Chapter 147

Five million dollars.

The staggering amount made William Langley's vision darken. After thirty years of teaching, his bank account had never held more than five figures.

Evelyn twisted her fingers. "I've saved some money over the years."

Victoria looked up sharply. "How?"

Evelyn knew she couldn't hide it. The neighborhood gossip must have reached her mother's ears.

"Every penny was earned honestly."

It was the truth.

When Nathan Evans had chosen her over his family, his furious father Vincent Evans had frozen all his assets.

At their lowest point, they'd squeezed into a damp basement. When Nathan decided to start his own business, she began saving aggressively.

By chance, she landed a product testing job at a biotech firm.

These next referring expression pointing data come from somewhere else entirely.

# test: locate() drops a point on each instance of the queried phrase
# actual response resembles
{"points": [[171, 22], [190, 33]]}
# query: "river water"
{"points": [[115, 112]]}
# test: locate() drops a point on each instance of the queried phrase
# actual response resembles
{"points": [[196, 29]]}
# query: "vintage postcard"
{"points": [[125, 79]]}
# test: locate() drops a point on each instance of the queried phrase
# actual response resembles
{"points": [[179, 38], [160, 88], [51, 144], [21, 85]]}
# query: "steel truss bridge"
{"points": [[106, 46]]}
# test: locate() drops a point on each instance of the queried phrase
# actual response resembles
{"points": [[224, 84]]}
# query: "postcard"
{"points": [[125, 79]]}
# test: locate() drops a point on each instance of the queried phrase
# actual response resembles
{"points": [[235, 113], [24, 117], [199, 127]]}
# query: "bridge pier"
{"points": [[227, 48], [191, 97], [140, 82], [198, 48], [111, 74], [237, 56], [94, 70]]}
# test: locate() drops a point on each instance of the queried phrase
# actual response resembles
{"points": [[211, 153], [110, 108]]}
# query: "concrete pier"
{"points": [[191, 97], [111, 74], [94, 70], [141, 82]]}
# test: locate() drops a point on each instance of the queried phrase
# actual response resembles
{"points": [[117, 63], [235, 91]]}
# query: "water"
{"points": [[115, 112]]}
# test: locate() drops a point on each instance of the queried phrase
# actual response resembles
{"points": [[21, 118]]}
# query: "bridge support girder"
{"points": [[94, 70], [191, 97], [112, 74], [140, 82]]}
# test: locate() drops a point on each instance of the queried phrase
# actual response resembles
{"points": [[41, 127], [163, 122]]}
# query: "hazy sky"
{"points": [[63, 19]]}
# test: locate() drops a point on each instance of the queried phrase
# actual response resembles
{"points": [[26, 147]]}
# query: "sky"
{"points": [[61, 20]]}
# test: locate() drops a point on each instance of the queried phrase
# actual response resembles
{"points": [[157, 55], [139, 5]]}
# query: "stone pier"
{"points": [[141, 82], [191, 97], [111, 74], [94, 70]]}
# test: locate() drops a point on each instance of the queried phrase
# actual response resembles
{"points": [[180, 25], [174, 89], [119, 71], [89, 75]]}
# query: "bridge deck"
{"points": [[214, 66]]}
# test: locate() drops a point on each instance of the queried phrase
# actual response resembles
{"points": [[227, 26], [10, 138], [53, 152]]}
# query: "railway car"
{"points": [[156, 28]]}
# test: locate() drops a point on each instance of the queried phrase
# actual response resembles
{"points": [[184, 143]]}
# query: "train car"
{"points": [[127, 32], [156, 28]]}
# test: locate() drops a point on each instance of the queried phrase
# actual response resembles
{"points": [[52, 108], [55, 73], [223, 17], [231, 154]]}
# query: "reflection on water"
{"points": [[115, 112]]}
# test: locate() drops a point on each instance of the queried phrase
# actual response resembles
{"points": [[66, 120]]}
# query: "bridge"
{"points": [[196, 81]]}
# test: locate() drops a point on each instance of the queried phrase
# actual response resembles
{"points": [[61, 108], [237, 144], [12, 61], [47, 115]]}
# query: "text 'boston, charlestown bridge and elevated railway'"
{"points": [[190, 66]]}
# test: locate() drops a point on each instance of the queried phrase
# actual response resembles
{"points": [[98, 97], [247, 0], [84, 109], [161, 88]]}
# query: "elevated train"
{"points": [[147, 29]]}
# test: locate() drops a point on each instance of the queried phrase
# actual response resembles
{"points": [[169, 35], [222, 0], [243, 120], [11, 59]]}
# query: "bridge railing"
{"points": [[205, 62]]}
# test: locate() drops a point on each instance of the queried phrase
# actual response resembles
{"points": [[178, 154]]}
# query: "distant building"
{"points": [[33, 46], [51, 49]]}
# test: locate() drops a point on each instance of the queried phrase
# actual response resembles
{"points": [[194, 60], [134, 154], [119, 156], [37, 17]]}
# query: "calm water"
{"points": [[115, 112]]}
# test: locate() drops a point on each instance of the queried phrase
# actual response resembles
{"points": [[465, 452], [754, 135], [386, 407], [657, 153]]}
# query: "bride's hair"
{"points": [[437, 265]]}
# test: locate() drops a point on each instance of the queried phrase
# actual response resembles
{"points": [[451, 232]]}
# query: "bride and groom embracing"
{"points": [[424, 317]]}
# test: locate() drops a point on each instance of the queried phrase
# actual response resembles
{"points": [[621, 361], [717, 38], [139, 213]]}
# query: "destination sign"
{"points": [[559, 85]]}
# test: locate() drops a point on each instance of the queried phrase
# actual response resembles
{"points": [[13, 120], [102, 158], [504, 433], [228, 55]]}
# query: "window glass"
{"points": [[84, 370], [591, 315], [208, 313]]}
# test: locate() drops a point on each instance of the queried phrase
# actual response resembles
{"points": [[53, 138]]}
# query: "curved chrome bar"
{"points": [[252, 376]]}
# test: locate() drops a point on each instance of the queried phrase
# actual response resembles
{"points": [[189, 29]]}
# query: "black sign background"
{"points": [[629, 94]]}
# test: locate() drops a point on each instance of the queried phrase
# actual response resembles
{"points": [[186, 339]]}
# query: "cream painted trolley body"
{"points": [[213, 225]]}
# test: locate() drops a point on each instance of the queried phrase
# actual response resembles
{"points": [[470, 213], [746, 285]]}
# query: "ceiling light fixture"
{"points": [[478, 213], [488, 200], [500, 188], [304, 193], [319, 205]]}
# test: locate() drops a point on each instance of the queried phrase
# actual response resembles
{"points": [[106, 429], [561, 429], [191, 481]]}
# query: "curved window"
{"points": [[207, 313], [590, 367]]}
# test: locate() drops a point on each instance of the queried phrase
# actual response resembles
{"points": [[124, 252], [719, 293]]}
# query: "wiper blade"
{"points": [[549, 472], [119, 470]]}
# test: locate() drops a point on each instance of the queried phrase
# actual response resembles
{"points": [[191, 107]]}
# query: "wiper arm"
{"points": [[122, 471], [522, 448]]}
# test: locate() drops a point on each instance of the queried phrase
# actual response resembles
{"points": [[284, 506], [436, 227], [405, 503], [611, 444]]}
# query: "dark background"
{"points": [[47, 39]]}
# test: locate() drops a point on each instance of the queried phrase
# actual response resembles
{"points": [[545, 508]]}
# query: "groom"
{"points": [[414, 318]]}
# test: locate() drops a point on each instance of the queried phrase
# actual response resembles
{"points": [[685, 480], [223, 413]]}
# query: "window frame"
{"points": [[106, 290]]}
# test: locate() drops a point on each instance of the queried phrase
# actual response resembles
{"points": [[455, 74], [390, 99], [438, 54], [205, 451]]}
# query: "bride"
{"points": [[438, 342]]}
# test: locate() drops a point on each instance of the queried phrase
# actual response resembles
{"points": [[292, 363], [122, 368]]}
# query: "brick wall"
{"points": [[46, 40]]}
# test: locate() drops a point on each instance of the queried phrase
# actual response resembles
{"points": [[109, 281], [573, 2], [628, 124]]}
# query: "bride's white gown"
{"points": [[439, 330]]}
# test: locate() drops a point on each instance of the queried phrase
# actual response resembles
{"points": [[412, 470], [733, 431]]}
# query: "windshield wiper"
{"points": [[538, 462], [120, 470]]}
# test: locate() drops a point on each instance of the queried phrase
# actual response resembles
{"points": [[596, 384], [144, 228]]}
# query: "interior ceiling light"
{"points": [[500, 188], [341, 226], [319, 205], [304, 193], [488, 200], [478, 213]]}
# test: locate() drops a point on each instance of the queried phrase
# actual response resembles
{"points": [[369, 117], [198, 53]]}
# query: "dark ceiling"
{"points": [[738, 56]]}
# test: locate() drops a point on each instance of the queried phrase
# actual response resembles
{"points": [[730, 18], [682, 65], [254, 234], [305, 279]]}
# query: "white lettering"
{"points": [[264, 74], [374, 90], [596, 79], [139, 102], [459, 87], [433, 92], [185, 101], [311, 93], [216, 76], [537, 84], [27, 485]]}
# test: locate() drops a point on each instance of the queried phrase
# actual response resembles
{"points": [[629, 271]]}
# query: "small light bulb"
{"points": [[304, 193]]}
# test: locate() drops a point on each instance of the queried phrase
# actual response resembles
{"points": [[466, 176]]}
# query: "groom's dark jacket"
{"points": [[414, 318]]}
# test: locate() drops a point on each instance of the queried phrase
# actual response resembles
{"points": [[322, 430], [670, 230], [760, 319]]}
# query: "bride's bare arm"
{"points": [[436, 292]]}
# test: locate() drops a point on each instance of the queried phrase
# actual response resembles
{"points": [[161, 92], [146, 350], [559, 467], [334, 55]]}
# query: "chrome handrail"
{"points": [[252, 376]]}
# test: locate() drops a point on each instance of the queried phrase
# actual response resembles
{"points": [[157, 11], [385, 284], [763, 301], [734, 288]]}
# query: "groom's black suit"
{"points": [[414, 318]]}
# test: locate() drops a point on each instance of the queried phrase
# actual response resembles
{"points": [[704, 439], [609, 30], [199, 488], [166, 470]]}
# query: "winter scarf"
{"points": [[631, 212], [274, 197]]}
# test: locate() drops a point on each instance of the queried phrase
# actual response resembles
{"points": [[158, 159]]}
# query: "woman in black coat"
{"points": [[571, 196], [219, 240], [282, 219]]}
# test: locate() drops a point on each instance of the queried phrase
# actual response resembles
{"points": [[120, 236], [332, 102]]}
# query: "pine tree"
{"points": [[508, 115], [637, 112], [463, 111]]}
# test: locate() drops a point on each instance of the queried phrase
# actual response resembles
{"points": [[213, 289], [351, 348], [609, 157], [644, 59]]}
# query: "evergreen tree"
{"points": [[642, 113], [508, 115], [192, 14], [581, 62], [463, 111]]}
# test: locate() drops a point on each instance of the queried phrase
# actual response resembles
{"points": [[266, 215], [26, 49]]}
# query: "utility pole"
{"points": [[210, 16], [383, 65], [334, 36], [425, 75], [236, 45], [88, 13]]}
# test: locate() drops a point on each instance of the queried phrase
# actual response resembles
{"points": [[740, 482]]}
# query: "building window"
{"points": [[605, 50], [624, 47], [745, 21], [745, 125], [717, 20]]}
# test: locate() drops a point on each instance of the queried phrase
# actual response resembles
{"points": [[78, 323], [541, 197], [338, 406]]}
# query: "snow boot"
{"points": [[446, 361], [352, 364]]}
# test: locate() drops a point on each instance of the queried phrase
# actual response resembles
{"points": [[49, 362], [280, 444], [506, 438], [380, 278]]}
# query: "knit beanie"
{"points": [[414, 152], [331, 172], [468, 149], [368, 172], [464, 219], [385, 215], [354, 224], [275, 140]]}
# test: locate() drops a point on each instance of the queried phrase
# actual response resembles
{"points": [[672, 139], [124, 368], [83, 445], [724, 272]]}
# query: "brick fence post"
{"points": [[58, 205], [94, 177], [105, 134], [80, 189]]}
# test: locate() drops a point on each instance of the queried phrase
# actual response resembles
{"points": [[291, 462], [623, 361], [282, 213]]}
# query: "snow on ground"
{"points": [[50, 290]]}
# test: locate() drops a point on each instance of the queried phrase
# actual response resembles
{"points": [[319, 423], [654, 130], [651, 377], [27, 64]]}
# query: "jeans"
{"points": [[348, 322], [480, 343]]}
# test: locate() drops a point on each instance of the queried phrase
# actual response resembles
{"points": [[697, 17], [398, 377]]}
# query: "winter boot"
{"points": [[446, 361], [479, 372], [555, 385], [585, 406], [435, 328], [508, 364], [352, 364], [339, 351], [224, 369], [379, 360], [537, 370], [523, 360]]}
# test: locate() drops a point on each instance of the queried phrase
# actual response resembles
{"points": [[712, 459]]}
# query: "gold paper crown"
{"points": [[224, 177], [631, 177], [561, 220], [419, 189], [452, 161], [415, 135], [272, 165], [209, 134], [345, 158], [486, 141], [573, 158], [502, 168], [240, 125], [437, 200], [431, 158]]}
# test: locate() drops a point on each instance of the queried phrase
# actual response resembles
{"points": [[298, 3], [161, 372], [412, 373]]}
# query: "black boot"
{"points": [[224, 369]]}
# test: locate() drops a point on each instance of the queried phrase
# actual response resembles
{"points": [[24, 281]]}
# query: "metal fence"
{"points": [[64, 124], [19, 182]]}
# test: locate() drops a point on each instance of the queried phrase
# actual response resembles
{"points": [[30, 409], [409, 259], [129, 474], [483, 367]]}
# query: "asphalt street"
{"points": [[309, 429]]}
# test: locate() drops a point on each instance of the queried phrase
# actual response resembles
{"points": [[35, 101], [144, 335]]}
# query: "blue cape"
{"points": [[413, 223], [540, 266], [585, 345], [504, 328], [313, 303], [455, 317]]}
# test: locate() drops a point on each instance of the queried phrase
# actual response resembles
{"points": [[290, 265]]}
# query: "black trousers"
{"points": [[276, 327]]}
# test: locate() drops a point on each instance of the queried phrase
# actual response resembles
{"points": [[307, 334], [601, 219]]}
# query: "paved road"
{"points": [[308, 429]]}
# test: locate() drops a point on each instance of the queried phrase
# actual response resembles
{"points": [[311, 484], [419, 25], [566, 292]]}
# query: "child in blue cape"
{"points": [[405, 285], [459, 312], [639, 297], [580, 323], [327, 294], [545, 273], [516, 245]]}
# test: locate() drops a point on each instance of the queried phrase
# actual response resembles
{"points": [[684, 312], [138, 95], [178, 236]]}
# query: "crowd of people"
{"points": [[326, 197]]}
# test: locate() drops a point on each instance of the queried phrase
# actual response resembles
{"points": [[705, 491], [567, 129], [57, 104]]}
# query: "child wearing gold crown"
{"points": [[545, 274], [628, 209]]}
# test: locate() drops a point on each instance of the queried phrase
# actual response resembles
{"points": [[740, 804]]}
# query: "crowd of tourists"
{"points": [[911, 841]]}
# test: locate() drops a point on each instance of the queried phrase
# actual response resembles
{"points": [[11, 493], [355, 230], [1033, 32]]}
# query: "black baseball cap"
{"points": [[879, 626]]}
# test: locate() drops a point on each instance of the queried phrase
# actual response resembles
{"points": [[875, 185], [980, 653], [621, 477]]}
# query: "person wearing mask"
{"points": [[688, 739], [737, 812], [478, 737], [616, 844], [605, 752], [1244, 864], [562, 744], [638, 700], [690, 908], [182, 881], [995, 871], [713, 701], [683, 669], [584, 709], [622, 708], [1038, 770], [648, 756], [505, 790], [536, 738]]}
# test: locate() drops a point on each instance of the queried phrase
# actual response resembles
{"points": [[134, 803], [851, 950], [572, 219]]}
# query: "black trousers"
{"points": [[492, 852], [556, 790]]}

One day, inspiration struck—she wrote a data analysis program.

The company offered $500,000 to buy it. Nathan negotiated the deal up to $2 million.

That money became Nathan's seed funding. Two years later, his company went public.

On IPO day, he handed her a check. "Half of this is yours."

Five million in cash, plus a prime piece of real estate.

She'd laughed it off then. "What would I do with all that?"

"Be my little sugar mama." He'd stuffed the documents into a drawer. "I never take back what I give."

Later, when their fights became constant, she never touched that money. Not until she decided to leave.

Now it struck her—if Nathan had truly wanted to marry her, he would have given company shares, not easily severable cash.

She took the money with a clear conscience. She just preferred her parents not know this history.

Victoria sensed her daughter's evasion but accepted the assurance about the money's origins.

"So we're really moving into a villa?" Victoria's eyes sparkled.

Evelyn nodded. "Tonight. It's fully furnished—just pack clothes."

"Koi pond in front, flower garden in back."

William rubbed his hands excitedly. "How big?"

"As many flowers as you want. You can order seeds now."

"Placing the order!" William pulled out his phone. "Wisteria trellis first, then hydrangeas. When they bloom, that'll show old Sherman!"

Sherman was his colleague and fellow gardening enthusiast who'd been bragging about his balcony garden since moving to a condo.